A Defesa Civil do Rio Grande do Sul informou que 143 cidades registraram danos causados pelas chuvas e enchentes nos últimos dias. Até o momento, 51 pessoas ficaram sem moradia e 155 precisaram deixar suas casas, sem relatos de mortes.
O órgão notificou 84 casos de chuvas intensas, 58 de ventos fortes, 7 de granizo e 8 de enchentes. As cidades com maior quantidade de chuva em 24 horas foram Paraí, com 200,8 mm, Marau, com 192 mm, André da Rocha, com 180 mm, e Passo Fundo, com 178,6 mm.

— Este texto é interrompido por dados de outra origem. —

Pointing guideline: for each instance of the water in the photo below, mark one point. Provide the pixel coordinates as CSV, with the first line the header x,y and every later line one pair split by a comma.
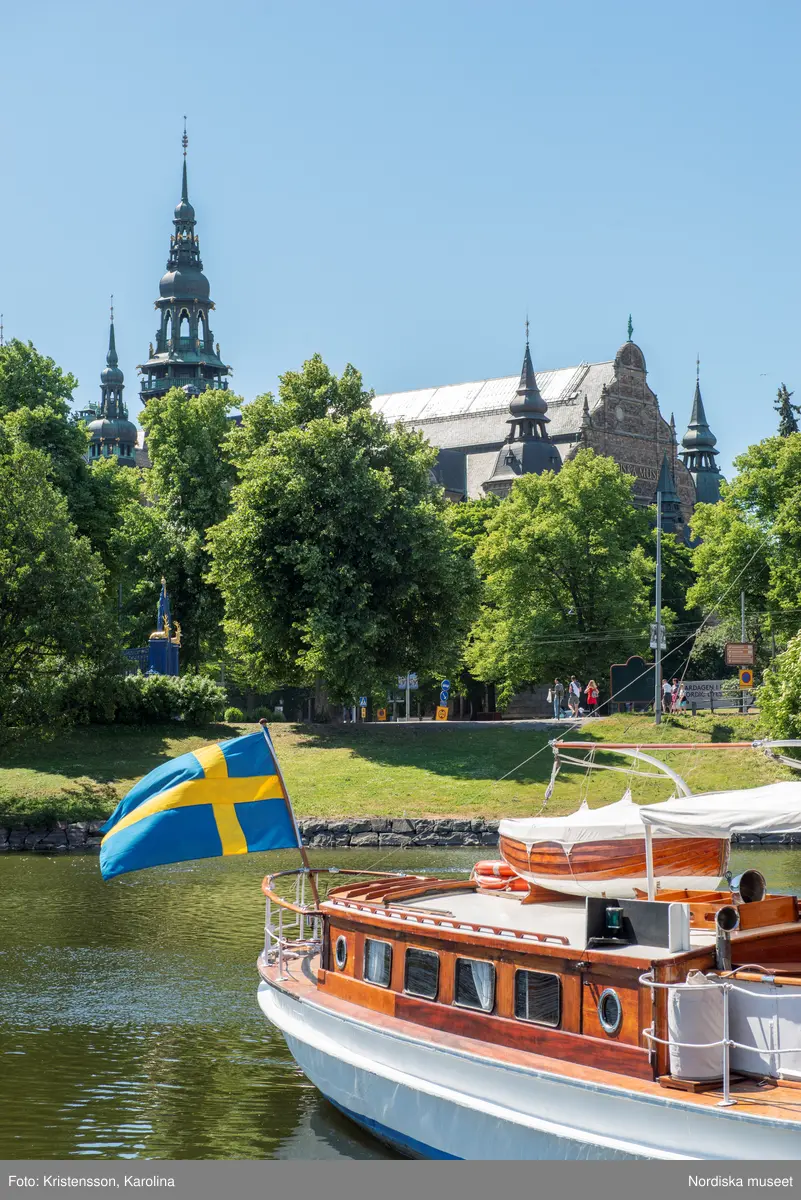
x,y
128,1020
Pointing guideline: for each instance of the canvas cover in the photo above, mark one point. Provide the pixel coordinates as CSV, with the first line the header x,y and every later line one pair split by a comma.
x,y
775,808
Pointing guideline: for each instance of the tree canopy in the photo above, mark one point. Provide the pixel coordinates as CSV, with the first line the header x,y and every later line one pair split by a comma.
x,y
335,562
566,579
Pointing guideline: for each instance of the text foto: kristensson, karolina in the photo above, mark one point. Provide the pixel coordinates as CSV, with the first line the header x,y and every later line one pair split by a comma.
x,y
91,1181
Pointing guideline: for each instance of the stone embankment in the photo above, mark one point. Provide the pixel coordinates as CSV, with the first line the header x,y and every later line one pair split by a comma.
x,y
60,837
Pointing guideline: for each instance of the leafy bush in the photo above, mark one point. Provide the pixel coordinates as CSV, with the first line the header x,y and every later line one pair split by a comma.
x,y
780,697
202,700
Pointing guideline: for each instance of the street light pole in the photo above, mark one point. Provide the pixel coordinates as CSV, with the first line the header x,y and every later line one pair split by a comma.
x,y
657,653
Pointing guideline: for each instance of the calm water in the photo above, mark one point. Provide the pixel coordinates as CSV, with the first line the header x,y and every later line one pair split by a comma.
x,y
128,1020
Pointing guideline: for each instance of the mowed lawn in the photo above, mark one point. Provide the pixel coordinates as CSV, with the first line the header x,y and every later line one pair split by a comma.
x,y
381,771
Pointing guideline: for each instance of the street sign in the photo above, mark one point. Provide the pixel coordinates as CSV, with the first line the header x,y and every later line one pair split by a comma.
x,y
664,642
739,654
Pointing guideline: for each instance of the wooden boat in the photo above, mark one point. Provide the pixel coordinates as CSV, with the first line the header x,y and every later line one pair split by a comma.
x,y
455,1021
602,852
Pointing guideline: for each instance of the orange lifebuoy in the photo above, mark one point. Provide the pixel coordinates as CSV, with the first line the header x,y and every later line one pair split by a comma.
x,y
494,867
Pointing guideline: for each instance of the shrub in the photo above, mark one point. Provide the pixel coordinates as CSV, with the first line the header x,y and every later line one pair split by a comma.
x,y
200,699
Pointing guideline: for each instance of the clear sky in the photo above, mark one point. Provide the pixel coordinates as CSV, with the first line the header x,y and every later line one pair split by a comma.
x,y
396,184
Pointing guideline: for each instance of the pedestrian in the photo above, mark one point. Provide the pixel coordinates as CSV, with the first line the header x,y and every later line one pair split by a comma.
x,y
556,695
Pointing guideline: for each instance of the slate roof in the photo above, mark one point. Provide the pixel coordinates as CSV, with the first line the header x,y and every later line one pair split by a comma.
x,y
475,414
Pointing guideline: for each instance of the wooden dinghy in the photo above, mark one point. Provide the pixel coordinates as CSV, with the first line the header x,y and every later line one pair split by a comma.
x,y
602,852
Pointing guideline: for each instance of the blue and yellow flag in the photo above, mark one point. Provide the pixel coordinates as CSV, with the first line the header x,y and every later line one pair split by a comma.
x,y
223,799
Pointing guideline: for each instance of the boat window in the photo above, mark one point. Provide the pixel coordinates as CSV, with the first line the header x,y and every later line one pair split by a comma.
x,y
378,961
475,984
610,1013
421,973
537,997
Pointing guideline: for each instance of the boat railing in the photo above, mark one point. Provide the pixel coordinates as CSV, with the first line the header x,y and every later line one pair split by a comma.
x,y
293,928
726,1043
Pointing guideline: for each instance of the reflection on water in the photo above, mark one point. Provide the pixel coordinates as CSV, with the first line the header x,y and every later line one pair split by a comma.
x,y
128,1020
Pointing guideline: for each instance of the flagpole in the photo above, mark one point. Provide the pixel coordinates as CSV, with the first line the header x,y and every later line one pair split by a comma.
x,y
301,847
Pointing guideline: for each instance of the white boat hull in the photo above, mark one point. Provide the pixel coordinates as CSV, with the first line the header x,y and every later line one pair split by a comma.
x,y
435,1102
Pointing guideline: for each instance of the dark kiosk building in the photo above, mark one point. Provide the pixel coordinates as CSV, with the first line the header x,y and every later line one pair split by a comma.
x,y
185,354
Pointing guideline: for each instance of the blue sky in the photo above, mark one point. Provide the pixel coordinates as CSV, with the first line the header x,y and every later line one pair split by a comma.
x,y
396,184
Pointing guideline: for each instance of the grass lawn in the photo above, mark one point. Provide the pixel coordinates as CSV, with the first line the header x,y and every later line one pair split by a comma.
x,y
413,769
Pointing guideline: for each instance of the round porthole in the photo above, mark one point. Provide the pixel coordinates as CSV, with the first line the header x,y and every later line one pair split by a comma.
x,y
610,1012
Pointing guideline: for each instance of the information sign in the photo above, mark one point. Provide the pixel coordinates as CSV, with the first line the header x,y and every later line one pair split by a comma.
x,y
739,654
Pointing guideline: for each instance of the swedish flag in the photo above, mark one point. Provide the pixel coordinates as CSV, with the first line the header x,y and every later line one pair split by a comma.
x,y
222,799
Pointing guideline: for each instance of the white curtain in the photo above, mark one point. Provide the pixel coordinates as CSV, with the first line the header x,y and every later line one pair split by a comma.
x,y
378,961
483,977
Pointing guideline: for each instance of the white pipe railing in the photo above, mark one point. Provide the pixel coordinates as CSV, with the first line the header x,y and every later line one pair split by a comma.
x,y
726,1042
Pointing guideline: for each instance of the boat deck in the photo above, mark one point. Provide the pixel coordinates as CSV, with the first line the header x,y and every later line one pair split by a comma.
x,y
565,918
766,1099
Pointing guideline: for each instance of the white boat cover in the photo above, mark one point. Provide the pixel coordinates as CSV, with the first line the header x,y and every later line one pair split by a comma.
x,y
610,822
775,808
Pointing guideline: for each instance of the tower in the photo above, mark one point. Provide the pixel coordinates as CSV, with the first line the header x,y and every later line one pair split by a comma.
x,y
670,503
185,354
698,450
528,449
112,432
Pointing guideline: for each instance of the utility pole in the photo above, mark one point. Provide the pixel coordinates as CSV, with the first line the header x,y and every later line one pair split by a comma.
x,y
657,653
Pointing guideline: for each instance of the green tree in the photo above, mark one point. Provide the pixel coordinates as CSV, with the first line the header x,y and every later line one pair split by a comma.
x,y
566,579
35,399
751,540
787,413
52,611
186,491
335,562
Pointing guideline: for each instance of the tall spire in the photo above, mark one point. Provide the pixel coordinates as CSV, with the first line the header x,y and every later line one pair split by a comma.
x,y
698,450
185,354
528,449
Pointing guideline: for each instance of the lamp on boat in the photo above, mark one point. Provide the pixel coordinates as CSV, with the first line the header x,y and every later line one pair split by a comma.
x,y
748,888
727,919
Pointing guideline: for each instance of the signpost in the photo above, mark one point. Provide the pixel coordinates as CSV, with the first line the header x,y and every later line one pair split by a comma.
x,y
739,654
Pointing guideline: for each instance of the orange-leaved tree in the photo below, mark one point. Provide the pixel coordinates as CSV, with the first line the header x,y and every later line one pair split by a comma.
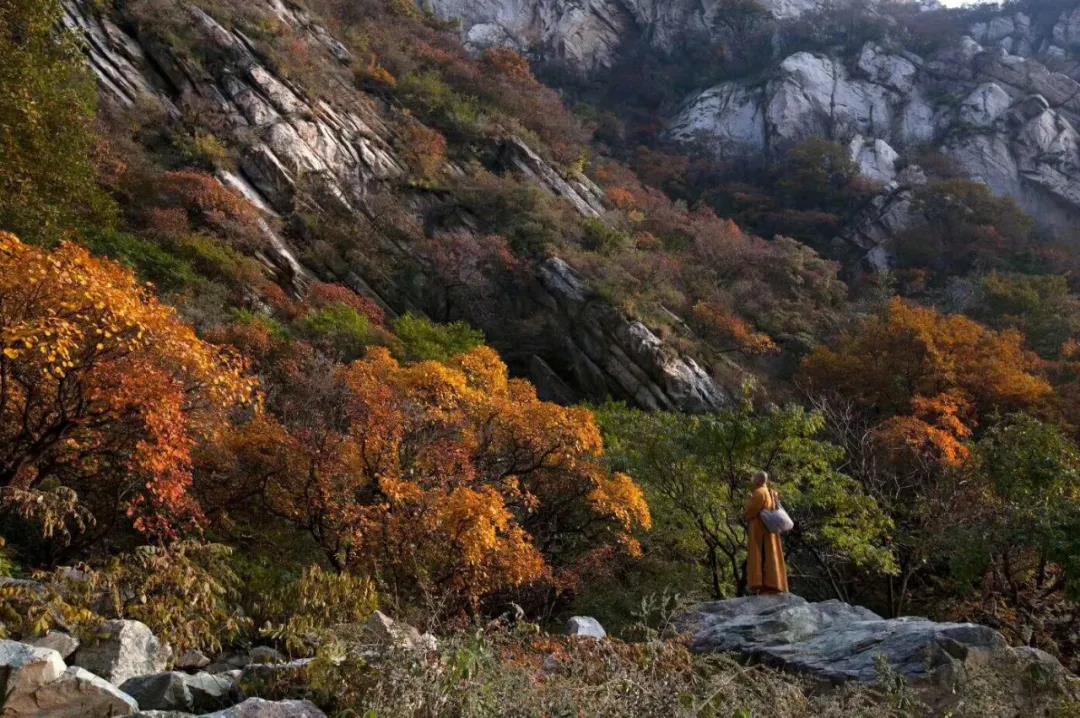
x,y
447,478
103,389
904,394
912,351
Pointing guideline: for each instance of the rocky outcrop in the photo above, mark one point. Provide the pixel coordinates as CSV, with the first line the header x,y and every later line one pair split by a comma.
x,y
837,641
264,708
612,354
1004,119
585,626
179,691
288,136
123,649
35,681
586,35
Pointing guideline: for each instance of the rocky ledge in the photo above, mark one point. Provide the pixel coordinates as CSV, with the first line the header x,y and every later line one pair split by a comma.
x,y
836,641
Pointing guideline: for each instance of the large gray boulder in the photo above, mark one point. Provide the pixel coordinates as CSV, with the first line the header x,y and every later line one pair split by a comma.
x,y
262,708
77,693
24,668
123,649
586,626
588,36
180,691
837,641
59,641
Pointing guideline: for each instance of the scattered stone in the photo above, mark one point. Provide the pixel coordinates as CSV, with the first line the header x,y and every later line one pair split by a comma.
x,y
77,693
24,668
264,678
262,708
838,641
121,650
160,691
180,691
383,630
265,654
210,692
192,661
59,641
585,625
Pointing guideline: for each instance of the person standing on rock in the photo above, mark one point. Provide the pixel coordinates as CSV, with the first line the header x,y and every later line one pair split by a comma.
x,y
766,570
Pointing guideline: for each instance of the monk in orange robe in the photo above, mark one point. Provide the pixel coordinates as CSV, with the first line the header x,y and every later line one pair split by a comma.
x,y
766,570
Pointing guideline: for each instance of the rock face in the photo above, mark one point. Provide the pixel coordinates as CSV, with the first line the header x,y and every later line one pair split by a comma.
x,y
1004,119
24,668
35,682
613,354
286,134
262,708
586,35
77,693
837,641
179,691
122,650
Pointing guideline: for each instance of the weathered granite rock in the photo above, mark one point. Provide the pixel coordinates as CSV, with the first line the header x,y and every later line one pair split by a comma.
x,y
588,36
121,650
875,158
59,641
24,668
180,691
615,354
76,693
192,661
383,630
972,99
264,708
579,191
585,626
838,641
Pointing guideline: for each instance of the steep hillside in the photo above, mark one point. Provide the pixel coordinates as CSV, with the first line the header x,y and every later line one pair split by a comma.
x,y
485,313
991,91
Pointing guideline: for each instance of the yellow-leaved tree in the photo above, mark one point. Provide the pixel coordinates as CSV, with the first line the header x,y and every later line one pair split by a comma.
x,y
103,390
448,478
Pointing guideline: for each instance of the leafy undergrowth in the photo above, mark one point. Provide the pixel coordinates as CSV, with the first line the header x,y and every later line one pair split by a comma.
x,y
522,672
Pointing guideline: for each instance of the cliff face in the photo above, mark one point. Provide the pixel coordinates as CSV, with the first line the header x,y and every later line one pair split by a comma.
x,y
586,35
342,152
1006,120
999,96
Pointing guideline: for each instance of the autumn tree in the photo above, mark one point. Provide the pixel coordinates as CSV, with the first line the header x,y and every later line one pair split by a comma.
x,y
696,472
912,351
967,228
904,395
448,478
48,183
103,389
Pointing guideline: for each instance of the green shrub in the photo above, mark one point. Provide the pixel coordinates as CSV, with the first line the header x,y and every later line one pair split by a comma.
x,y
185,593
150,260
301,614
218,261
277,329
599,236
436,102
424,340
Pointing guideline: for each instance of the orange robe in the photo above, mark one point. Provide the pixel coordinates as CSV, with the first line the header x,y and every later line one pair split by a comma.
x,y
766,569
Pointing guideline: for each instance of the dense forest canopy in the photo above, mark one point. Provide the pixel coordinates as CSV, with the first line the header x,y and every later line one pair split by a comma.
x,y
311,309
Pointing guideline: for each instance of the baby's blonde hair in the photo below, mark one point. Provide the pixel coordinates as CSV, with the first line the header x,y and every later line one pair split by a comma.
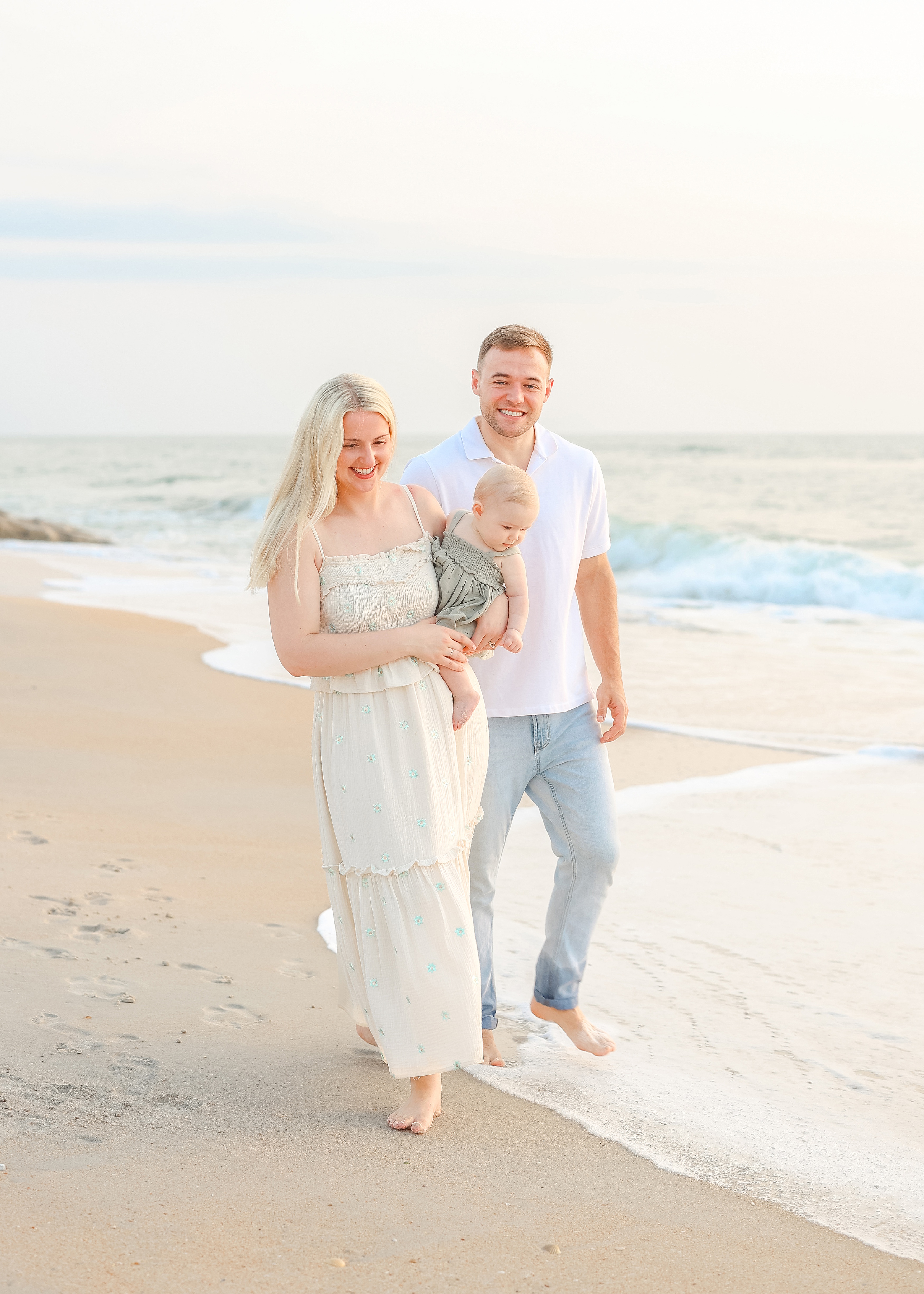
x,y
504,482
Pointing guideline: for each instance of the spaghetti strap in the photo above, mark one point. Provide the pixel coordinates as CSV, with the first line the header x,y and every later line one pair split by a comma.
x,y
424,530
318,540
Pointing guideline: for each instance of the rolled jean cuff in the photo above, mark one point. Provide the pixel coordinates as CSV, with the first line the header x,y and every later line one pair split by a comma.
x,y
556,1003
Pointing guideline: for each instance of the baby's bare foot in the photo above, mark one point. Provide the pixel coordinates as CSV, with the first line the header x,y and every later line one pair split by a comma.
x,y
576,1025
464,708
421,1108
492,1055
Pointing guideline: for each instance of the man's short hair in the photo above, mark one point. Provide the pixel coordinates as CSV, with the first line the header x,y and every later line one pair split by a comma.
x,y
514,337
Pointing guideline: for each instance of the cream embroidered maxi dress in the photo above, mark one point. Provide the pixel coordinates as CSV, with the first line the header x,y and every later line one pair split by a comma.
x,y
399,796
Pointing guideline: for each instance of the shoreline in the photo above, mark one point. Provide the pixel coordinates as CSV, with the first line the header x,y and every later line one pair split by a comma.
x,y
136,778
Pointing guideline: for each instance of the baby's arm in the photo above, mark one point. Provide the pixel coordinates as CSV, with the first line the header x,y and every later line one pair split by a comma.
x,y
518,600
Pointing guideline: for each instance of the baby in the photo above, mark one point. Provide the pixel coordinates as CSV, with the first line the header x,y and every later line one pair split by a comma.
x,y
479,559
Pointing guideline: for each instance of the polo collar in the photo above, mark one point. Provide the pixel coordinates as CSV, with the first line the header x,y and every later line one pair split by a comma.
x,y
475,448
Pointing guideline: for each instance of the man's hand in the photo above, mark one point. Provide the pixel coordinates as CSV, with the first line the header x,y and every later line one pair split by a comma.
x,y
491,625
610,697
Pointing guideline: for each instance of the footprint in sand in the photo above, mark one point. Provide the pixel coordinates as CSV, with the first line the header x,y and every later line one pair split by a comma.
x,y
296,971
208,974
233,1016
35,949
65,906
98,934
76,1042
104,988
174,1102
156,896
118,866
134,1072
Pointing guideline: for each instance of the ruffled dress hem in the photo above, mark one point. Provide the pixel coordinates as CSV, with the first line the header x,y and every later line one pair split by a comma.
x,y
459,853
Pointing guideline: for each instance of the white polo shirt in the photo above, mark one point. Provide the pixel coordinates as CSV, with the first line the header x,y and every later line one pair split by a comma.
x,y
549,676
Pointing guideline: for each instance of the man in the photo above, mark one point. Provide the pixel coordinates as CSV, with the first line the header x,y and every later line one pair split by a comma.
x,y
545,734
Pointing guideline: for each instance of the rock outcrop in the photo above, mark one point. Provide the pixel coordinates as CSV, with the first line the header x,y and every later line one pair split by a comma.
x,y
34,529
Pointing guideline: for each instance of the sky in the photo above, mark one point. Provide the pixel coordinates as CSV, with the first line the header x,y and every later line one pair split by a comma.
x,y
712,210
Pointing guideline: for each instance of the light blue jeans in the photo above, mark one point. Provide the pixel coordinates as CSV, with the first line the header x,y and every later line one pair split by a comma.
x,y
560,763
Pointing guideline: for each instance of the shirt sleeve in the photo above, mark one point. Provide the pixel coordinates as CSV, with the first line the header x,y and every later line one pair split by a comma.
x,y
597,532
420,473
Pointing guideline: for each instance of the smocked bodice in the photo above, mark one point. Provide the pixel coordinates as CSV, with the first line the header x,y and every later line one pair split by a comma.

Nas últimas 12 horas, os maiores volumes foram em Marcelino Ramos (138 mm), Paim Filho (128,2 mm) e Getúlio Vargas (119,4 mm). As tempestades avançaram para regiões próximas a Marau e Nova Prata, onde nascem os rios Guaporé, Carreiro e da Prata.
Em menos de 12 horas, a chuva acumulada passou de 170 mm na região, levando a emissão de alertas para 37 cidades na tarde de terça-feira (21). A maior preocupação é o nível do Rio Taquari, que recebe águas de outros rios da área.
O Centro de Monitoramento da Defesa Civil (CMDEC) observou a alta do Rio Taquari na terça-feira (21) e prevê situação crítica a partir da tarde desta quarta (22). Desde as 2h19 desta quarta, alertas de enchentes foram emitidos para o Rio Taquari, com risco muito alto entre Muçum e Taquari.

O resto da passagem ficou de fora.